The things I miss about that part of the country: 1) biscuits and gravy from a honest-to-god diner 2) the forest (like, the REAL forest). It’s the sense of calm that comes with a river, a lake, a country path. 3) The tenderness in people that really is missing on some level in big cities.
I hope you like your time, sir. I have some great friends out that way who could certainly show you ’round the city, if need be.
@Kim
I didn’t know you were from the Midwest. I can imagine now what it would be like to do the reverse – especially to LA (where I grew up).
Almost two weeks in – I’m having a great time – although it feels humid all the time (I’ll probably pray for this humidity in the winter). Still getting used to the cicada bugs – but having a blast.
Give my love to SoCal.
As you probably know, I’ve only ever lived in LA, DC, and NY (I don’t count my years in SB b/c it’s basically like LA, socal and all). And I honestly envy your time in MO.
I always consider myself a big city gal and actively applied to graduate schools only in huge metropolitan areas. I write off other places without ever having given them a chance.
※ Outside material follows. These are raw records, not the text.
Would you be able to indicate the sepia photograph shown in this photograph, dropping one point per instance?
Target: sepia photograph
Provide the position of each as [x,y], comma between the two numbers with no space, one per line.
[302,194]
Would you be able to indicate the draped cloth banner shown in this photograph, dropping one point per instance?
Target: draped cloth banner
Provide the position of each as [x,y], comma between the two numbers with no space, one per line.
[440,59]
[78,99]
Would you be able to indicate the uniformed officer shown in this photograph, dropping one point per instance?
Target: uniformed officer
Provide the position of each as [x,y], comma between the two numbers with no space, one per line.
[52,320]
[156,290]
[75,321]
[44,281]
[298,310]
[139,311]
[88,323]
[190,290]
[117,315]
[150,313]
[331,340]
I sort of hope that one day, when (slash if) I get an academic teaching job, I’ll be forced to go somewhere other than the east or west coast and get over my stubbornness.
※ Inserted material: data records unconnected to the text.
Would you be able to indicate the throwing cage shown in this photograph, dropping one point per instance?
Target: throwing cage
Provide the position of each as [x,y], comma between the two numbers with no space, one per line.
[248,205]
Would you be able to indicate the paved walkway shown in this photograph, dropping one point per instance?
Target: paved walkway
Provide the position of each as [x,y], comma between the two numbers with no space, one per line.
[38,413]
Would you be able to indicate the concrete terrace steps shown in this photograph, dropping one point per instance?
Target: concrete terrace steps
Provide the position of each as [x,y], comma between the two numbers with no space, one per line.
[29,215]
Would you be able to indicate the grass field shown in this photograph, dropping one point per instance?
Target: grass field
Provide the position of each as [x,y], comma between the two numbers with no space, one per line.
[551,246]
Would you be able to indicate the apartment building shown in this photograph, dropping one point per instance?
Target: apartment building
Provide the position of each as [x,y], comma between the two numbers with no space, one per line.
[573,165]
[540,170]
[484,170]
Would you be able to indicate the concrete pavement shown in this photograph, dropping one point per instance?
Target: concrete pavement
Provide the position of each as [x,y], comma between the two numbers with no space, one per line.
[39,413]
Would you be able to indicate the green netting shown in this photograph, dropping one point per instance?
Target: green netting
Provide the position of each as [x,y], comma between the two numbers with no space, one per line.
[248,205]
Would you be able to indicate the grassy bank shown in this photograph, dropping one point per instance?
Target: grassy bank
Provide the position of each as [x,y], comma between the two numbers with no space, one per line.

Have so much fun. Don’t apologize about the personal blogging. Keep ’em coming!
@Tanya
I’m glad you like the personal updates. But you are bias. You are a friend of mine from ages gone by.
I will say this – I really am enjoying my time. The only downside is leaving people behind in the Bay Area. Matt Freiberg just moved to the Bay and BOOM – I leave. The running joke is that we will never live in the same city again.
It’s really edifying to read a post about someone else’s experience going from coasts to the Midwest. I had the same automatic response when I first got accustomed to the idea that I really decided to go to the Midwest for college: I’m challenging myself. Every region has its own culture.
Up to that point, I had never been in a place more conservative and un-diverse than SW Ohio. My first impression: Road kill, road kill, road kill. Oh! And why aren’t there reflectors on the road? But a couple things that the Midwest has as a whole which can’t be beat: Unforgettable falls and the quintessential all-American breakfast.
I have to admit, though, that I hated most of my time in Ohio. My friends reminded me constantly that it wasn’t Ohio, but Oxford and–more specifically–Miami. No one town is representative of a region as a whole.
Getting myself mentally acclimated to move back to the Midwest from Portland was really difficult. Ohio kept popping up in the background, so when I arrived in Grand Rapids, I was shocked to find a very different culture with its own set of charms and oddities.
I don’t plan to stay in the Midwest forever either. It’s not better or worse, just different. One thing I’ve learned, though: The Midwest can be lumped together about as much as LA and the Bay Area. As in, not that easily.